RBA echoes sentiment with 25bp rate rise
The Reserve Bank of Australia (RBA) has reflected the majority of market sentiment by raising the official cash rate by 25 basis points (bp) to 4.35 per cent in its second-last meeting before Christmas.
Michele Bullock, RBA Governor, said in a statement that while inflation had passed its peak in Australia, it remained “too high and is proving more persistent than expected a few months ago”. The hike breaks the four consecutive rate pauses handed down since June, as the Board said the decision was warranted to return inflation to target in a reasonable timeframe.
“The latest reading on CPI inflation indicates that while goods price inflation has eased further, the prices of many services are continuing to rise briskly,” Bullock said.
“While the central forecast is for CPI inflation to continue to decline, progress looks to be slower than earlier expected. CPI inflation is now expected to be around 3½ per cent by the end of 2024 and at the top of the target range of 2 to 3 per cent by the end of 2025.”
The statement from the central bank said its rate hiking cycle sought to establish a “more sustainable balance” between supply and demand against the economic background, noting the flow-on effects would still be ongoing. Bullock said the RBA thus held rates to examine the impact on inflation, the labour market, economic activity, household spending and property prices, and has now determined that inflation remained higher for longer, economy growth has been stronger in the first half of the year, labour market conditions remain tight and housing prices are continuing to rise – all more than expected.

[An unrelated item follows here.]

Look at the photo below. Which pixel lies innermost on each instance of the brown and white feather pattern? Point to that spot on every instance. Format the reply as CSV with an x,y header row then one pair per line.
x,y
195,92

While the Board acknowledged high inflation and interest rates continue to put pressure on real incomes, it reaffirmed its top priority is to return inflation to target “within a reasonable timeframe”.
“There are still significant uncertainties around the outlook. Services price inflation has been surprisingly persistent overseas and the same could occur in Australia. There are uncertainties regarding the lags in the effect of monetary policy and how firms’ pricing decisions and wages will respond to the slower growth in the economy at a time when the labour market remains tight,” Bullock said.
“The outlook for household consumption also remains uncertain, with many households experiencing a painful squeeze on their finances, while some are benefiting from rising housing prices, substantial savings buffers and higher interest income. And globally, there remains a high level of uncertainty around the outlook for the Chinese economy and the implications of the conflicts abroad.
“Whether further tightening of monetary policy is required to ensure that inflation returns to target in a reasonable timeframe will depend upon the data and the evolving assessment of risks.”